基本的に技術士1次試験の問題は、土木施工管理技士の1級や2級の問題に比べて詳細なことは聞いてこない印象を持っている。

なので、土木施工管理技士を持っている人からすると、簡単に思える問題も多いと思う。

 

 

まず、トンネルを掘る工法は何種類もある。

開削工法

山岳工法

シールド工法

TBM工法

沈埋工法

などなど。

 

開削と沈埋は特色があるので分かりやすい。

分かりにくいのは、山岳工法とシールド工法とTBM(トンネルボーリングマシン)工法の違いだろう。

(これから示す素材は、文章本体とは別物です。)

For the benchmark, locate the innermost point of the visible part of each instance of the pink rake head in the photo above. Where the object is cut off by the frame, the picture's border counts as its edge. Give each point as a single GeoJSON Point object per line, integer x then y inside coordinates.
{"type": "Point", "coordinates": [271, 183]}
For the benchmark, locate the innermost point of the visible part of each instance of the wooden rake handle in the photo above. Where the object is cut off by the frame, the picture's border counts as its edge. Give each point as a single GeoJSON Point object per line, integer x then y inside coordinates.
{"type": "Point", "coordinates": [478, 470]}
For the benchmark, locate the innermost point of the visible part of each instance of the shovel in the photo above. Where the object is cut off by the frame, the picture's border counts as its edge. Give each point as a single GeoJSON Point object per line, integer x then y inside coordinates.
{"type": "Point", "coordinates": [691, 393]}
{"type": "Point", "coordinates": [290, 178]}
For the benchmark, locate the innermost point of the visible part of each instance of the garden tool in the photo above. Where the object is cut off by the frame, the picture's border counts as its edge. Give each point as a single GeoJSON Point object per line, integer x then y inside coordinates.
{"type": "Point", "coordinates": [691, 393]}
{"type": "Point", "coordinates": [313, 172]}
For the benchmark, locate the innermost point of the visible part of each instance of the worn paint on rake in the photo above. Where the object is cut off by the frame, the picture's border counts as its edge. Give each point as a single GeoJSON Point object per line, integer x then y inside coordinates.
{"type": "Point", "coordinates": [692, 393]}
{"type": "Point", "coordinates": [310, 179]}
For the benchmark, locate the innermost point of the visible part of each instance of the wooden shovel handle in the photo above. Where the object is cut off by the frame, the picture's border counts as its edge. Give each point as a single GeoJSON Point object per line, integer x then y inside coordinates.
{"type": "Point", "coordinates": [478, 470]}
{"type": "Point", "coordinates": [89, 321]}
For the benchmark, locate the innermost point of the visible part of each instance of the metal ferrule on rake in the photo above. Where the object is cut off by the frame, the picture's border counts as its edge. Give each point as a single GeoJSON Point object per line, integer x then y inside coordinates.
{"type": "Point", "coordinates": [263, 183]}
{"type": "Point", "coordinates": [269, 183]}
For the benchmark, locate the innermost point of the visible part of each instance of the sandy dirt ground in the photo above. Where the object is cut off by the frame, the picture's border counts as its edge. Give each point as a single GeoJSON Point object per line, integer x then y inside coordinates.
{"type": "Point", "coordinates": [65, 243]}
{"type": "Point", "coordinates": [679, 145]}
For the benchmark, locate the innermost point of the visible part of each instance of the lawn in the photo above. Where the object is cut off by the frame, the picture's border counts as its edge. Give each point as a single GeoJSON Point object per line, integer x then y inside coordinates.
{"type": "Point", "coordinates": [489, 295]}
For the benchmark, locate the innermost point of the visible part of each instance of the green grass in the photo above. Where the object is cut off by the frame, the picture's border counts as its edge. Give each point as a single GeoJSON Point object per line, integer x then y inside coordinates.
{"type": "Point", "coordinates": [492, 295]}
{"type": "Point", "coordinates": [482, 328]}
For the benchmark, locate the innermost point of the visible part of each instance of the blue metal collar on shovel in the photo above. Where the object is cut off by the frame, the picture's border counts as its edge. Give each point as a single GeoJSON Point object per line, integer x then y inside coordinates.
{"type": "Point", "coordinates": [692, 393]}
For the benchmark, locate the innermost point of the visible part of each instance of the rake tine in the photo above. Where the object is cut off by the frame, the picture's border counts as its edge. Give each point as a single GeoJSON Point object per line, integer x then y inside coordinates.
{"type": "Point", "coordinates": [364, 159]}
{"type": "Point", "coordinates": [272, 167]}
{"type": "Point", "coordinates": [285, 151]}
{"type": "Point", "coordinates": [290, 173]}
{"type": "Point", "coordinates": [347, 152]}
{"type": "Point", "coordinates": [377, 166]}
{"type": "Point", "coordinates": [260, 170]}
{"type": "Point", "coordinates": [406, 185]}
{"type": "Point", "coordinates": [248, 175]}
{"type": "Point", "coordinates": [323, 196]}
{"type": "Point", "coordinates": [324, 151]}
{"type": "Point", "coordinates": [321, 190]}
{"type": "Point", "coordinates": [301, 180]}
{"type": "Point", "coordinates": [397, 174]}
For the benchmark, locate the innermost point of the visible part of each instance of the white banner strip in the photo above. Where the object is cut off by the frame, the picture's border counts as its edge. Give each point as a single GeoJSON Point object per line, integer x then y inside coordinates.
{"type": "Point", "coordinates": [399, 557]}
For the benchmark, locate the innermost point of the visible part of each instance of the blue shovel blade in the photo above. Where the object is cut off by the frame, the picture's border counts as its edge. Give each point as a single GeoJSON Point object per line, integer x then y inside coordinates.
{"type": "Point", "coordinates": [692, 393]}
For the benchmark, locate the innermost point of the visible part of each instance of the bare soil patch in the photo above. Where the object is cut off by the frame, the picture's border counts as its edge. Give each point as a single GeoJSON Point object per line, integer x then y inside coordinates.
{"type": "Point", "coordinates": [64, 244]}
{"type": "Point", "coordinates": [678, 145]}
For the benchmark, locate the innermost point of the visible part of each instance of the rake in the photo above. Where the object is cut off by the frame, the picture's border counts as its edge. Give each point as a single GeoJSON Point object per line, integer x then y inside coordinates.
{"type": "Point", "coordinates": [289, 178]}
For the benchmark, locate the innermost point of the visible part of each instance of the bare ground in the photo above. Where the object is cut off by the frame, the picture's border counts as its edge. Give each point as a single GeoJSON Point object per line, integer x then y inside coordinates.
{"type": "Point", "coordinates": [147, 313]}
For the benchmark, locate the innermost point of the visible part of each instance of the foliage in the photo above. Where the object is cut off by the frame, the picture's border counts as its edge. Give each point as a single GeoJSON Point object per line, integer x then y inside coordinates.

山岳工法は、直接地山を確認しながら岩盤を機械や人力など地山の種類に応じて様々な手法で掘っていく工法。

掘った後は地山が崩れないようにセメントを吹き付ける。

そして、ロックボルトという鉄筋を地山の中に打ち込み、山の力を利用して崩壊を防ぐ。

最後にコンクリートを打って覆工を完成させる。

 

 

シールドとTBMはほとんど同じ。

一般的には、シールドは軟弱地盤TBMは岩盤などの固い地盤に適用される。

基本原理は同じ。

まず、立坑を2か所、掘る。

発進立坑と到達立坑である。

発進立坑にマシンを設置し、先端のカッターヘッドで掘り進めていく。

セグメント1枚分を掘り進めては、セグメントを組み立てていく。

セグメントとは、鋼製またはRC製のパネル。

マシンが進むためには、重力や床の摩擦力だけでは足りず、反力が必要となる。

この反力は、組み立てたばかりのセグメントにジャッキをかけて、推し進める。

セグメントは厚みを持っているのでジャッキをかけることができる。

セグメント分の距離が進むと、ジャッキを縮めて新たなセグメントを設置する。

これを繰り返しながら十数メートル/日というスピードで進んでいく。

尺取り虫をイメージしてもらうと良い。

セグメントを設置後に、コンクリートで仕上げを行う。

 

 

最後に推進工法との違いを書いておく。

まず、どちらも先端のマシンが地山を掘削するのは同じなんだけど、反力の取り方が違う。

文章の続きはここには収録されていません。